Mengiste, author of the impressive debut novel "Beneath the Lion's Gaze," wasn't surprised, but hopes she won't be the last. She is one of several women African memoirists and fiction writers gaining serious literary attention in the West. Others include Adaobi Tricia Nwaubani of Nigeria ("I Do Not Come to You by Chance") and Aminatta Forna of Sierra Leone ("The Devil That Danced on the Water").
Mengiste's book opens in 1974, just before revolution tears Ethiopia apart.

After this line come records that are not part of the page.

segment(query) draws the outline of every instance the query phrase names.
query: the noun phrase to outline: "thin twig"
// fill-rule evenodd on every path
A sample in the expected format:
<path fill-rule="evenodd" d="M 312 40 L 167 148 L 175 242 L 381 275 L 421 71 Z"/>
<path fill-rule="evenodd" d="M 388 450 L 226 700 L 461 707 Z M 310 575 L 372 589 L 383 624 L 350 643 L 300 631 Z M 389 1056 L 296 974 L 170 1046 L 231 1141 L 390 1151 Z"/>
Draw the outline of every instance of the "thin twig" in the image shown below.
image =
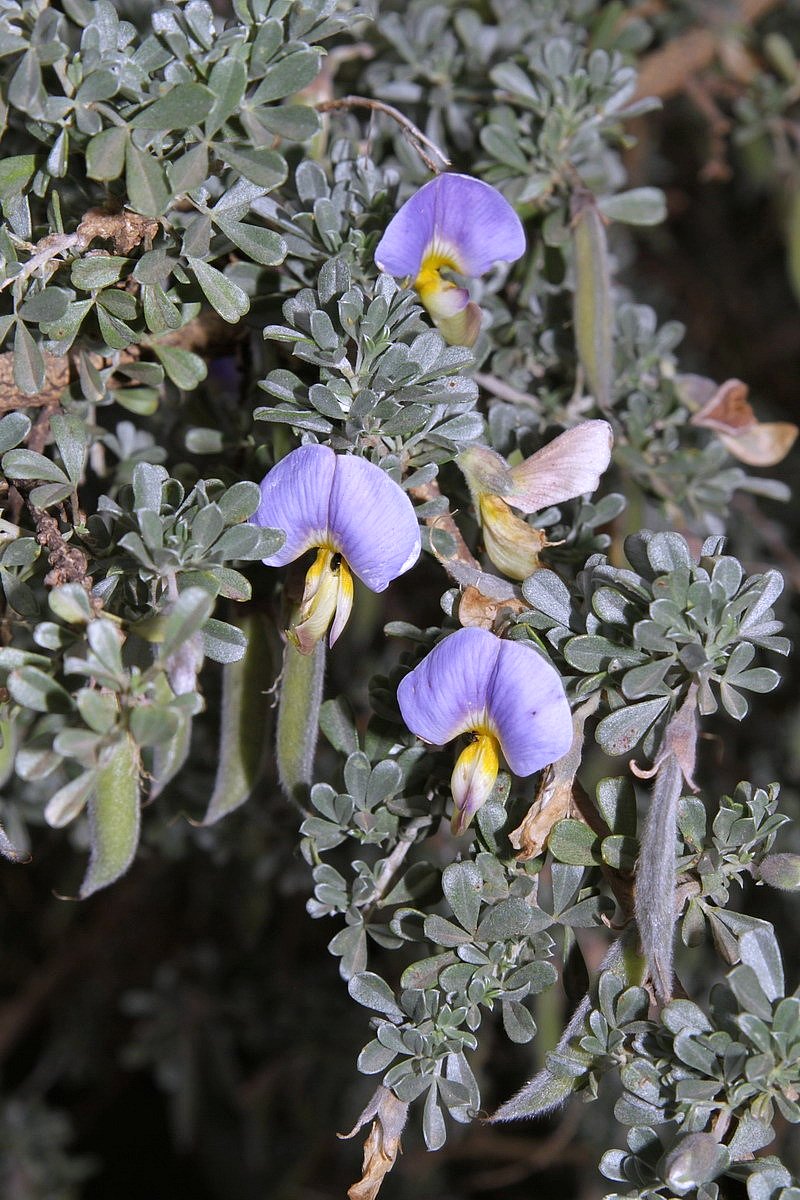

She writes from several different viewpoints, including that of a prominent doctor, his two sons (one an underground activist), and even exiled leader Haile Selassie.
"At first I tried to tell the story from one person's perspective, and found that too limited," she said. "My main point was to convey the essence of that time, the fear and chaos."
She got the idea for the book several years ago after reading a gripping newspaper account about the Dirty Wars in Argentina. "A lot of what happened there also happened in Ethiopia," she said. "I felt like there was a way to tell this grim -- on a grand scale -- story, to humanize the tragedy, even though it's so hard to fathom."
Mengiste, who now lives in Brooklyn, was a baby at the time of the novel's events, and her family moved from Addis Ababa to Colorado when she was 7. A recent full-page New York Times review called the book a bold move for an author of Mengiste's relative youth to tackle, especially writing some parts of it in the voice of Selassie. So far, she said she hasn't received any negative reaction from older Ethiopians.
"We'll see what happens when more people read the book," she said. "[Selassie] symbolizes so much historically, there's an aura around him still. I just tried to imagine what it's like to be 82 and isolated from family and friends."